A1 Journal article – refereed
RAD51C is a susceptibility gene for ovarian cancer

List of Authors: Pelttari LM, Heikkinen T, Thompson D, Kallioniemi A, Schleutker J, Holli K, Blomqvist C, Aittomaki K, Butzow R, Nevanlinna H
Publication year: 2011
Journal: Human Molecular Genetics
Journal name in source: HUMAN MOLECULAR GENETICS
Journal acronym: HUM MOL GENET
Volume number: 20
Number of pages: 11
ISSN: 0964-6906

A homozygous mutation in the RAD51C gene was recently found to cause Fanconi anemia-like disorder. Furthermore, six heterozygous deleterious RAD51C mutations were detected in German breast and ovarian cancer families. We screened 277 Finnish familial breast or ovarian cancer patients for RAD51C and identified two recurrent deleterious mutations (c.93delG and c.837+1G > A). These mutations were further genotyped in 491 familial breast cancer patients, 409 unselected ovarian cancer patients and two series of unselected breast cancer cases (884 from Helsinki and 686 from Tampere) and population controls (1279 and 807, respectively).

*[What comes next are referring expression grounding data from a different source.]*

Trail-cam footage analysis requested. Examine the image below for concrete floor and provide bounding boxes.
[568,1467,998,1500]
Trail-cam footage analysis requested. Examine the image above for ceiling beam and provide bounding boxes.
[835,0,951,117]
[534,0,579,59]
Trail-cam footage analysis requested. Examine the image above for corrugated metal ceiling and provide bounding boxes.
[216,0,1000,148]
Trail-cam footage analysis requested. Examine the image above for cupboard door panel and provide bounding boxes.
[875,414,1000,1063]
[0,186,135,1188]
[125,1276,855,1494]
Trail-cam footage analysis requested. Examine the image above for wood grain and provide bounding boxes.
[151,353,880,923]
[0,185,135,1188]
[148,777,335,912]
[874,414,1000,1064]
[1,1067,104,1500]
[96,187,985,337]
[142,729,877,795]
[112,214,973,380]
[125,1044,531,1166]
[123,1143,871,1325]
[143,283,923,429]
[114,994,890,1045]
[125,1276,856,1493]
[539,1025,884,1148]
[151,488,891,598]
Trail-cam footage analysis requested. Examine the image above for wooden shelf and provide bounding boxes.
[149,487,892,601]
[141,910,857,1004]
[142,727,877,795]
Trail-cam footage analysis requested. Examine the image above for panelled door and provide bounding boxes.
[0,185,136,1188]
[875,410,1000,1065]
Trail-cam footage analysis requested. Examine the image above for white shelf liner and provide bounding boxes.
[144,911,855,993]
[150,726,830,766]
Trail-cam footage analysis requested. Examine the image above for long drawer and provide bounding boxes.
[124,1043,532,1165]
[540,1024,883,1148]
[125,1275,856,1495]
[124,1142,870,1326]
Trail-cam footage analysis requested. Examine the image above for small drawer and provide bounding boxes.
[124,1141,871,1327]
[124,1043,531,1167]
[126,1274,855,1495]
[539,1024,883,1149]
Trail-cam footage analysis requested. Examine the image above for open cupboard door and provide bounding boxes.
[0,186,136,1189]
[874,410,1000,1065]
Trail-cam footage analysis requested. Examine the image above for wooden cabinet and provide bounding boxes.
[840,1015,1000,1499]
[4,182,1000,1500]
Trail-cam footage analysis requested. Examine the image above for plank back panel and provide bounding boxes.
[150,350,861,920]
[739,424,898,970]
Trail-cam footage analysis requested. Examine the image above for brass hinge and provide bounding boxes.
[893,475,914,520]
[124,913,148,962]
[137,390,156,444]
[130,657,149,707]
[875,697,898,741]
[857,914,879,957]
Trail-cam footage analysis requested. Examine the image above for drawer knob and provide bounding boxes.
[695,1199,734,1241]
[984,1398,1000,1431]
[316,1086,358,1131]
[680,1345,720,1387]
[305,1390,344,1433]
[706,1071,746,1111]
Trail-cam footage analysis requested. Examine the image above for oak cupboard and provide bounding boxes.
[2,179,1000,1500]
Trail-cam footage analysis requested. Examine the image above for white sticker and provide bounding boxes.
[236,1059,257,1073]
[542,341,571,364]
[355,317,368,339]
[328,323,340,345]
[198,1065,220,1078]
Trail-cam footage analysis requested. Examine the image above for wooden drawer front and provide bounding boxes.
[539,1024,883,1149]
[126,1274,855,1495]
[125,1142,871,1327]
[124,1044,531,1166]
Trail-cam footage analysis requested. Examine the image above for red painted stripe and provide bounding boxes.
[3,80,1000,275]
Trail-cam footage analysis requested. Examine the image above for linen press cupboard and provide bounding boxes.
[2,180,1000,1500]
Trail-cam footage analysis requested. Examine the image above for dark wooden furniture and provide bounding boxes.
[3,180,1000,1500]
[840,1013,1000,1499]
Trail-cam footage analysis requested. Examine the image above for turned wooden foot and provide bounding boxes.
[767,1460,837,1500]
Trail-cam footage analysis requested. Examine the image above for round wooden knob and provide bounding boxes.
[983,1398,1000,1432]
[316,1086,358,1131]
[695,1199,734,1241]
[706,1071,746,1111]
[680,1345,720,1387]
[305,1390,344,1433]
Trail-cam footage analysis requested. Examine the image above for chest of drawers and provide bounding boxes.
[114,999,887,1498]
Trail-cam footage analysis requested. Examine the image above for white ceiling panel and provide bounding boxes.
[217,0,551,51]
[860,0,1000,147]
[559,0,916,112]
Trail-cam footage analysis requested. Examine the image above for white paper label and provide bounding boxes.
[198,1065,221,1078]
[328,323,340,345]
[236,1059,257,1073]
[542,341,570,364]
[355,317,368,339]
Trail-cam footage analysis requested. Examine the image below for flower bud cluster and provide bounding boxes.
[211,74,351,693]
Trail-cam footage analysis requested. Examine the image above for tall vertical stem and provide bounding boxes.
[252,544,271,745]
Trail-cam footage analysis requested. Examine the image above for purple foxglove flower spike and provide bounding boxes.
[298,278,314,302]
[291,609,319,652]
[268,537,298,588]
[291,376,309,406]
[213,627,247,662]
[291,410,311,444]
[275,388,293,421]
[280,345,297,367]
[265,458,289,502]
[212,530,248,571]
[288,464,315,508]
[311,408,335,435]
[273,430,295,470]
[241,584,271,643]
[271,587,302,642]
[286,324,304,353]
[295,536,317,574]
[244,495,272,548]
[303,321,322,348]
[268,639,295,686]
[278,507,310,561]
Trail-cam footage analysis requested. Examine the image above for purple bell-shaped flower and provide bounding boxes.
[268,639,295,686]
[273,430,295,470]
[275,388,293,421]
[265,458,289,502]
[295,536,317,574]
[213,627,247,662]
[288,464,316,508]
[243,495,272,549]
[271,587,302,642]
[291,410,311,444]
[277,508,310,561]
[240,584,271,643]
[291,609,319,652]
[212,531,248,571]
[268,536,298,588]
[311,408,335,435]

The mutation frequency among all breast cancer cases was not different from the controls (4 out of 2239, 0.2% versus population controls 2 out of 2086, 0.1%, P = 0.7). In the Helsinki series, each mutation was found in four cases with personal or family history of ovarian cancer. No mutations were found among cases with familial breast cancer only, four out of the eight carriers did not have family history of breast cancer. The mutations associated with an increased risk of familial breast and ovarian cancer (OR: 13.59, 95% CI 1.89-97.6, P = 0.026 compared with controls), but especially with familial ovarian cancer in the absence of breast cancer (OR: 213, 95% CI 25.6-1769, P = 0.0002) and also with unselected ovarian cancer (OR: 6.31, 95% CI 1.15-34.6, P = 0.033), with a significantly higher mutation rate among the familial cases (two out of eight, 25%) than the unselected ovarian cancer cases (4 out of 409, 1%) (OR: 33.8, 95% CI 5.15-221, P = 0.005). These results suggest RAD51C as the first moderate-to-high risk susceptibility gene for ovarian cancer.